As can be seen from Table 2, in the case of the invention obtained ink jet recording papers play an excellent Ink absorption and made it sharp and clear or luminous recorded image safely. Furthermore, the in the invention Examples obtained ink jet recording papers compared with conventional recording papers which have a support such as comprise a synthetic film, excellent in surface tensile strength and the water resistance of the ink receptors Layer.

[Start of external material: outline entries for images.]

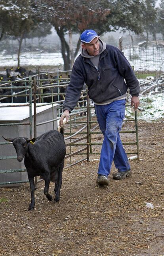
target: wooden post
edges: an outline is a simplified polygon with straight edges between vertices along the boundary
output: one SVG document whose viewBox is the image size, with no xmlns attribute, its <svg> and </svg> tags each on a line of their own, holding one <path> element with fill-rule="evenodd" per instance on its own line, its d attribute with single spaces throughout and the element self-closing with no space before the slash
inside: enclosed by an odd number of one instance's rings
<svg viewBox="0 0 164 256">
<path fill-rule="evenodd" d="M 123 52 L 122 41 L 122 37 L 120 37 L 119 39 L 118 48 L 120 49 L 120 50 L 122 52 Z"/>
</svg>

Table 1 Properties of the ampho-ion latex

External appearance milky white composition synthetic latex with core-shell structure Ions Ampho-ions with Cation: quaternary alkyl amine group @ Anion: carboxyl group @ pH 7 Effective component 40% viscosity 0.5 Pa.s Colloid equivalent value + 0.31 meq / g Pond diameter about 0.2 µm MFT 9 ° C Mechanical stability There was no condensation after stirring for 30 minutes under a chestnut load of 15 kg

Table 2

Claims (9)

An ink jet recording sheet comprising a support and at least one ink-receiving layer arranged on the support, where the ink-receiving layer contains a pigment and a binder as main components, characterized in that the ink-receiving layer is formed from an aqueous composition which is the main component contains a pigment and an ampho-ion latex. 2. Ink jet recording sheet according to claim 1, characterized records that the aqueous composition for forming the inks containing layer contains a water-soluble high polymer. 3. Ink jet recording sheet according to claim 2, characterized records that the aqueous composition per 100 parts by weight of Pig ment 10 to 70 parts by weight of ampho-ion latex and 5 to 70 parts by weight contains water-soluble high polymer. 4. Ink jet recording sheet according to at least one of the Claims 1 to 3, characterized in that the carrier from a Plastic film or made of a synthetic paper. 5. Ink jet recording sheet according to claim 4, characterized records that the ink-receiving layer has two or more layers ten, with a bottom layer or bottom layer included therein Layer is formed from an aqueous composition, which more Ampho-ion latex contains as another layer or layers. 6. Ink jet recording sheet according to claim 5, characterized in that the ink-receiving layer comprises a bottom layer and a top layer, the top layer and the bottom layer each meeting the following conditions:
Top layer: formed from an aqueous composition, comprising 10 to 35 parts by weight of ampho-ion latex and 20 to 70 parts by weight of water-soluble high polymer per 100 parts by weight of pigment, the amount of amphot-ion latex being equal to or less than the amount of water-soluble high polymers;
Bottom layer: formed from an aqueous composition, comprising 40 to 70 parts by weight of ampho-ion latex and 5 to 30 parts by weight of water-soluble high polymer per 100 parts by weight of pigment. 7. Ink jet recording sheet according to at least one of the Claims 1 to 6, characterized in that the pigment of the inks receiving layer comprises fine-grained silicon oxide. 8. The ink jet recording sheet according to at least one of the types sayings 2 to 7, characterized in that the water-soluble high po lymer of the ink-receiving layer comprises polyvinylpyrrolidone. 9. Ink jet recording sheet according to at least one of the claims Proverbs 1 to 8, characterized in that the aqueous composition a cationic poly to form the ink-receiving layer mer includes.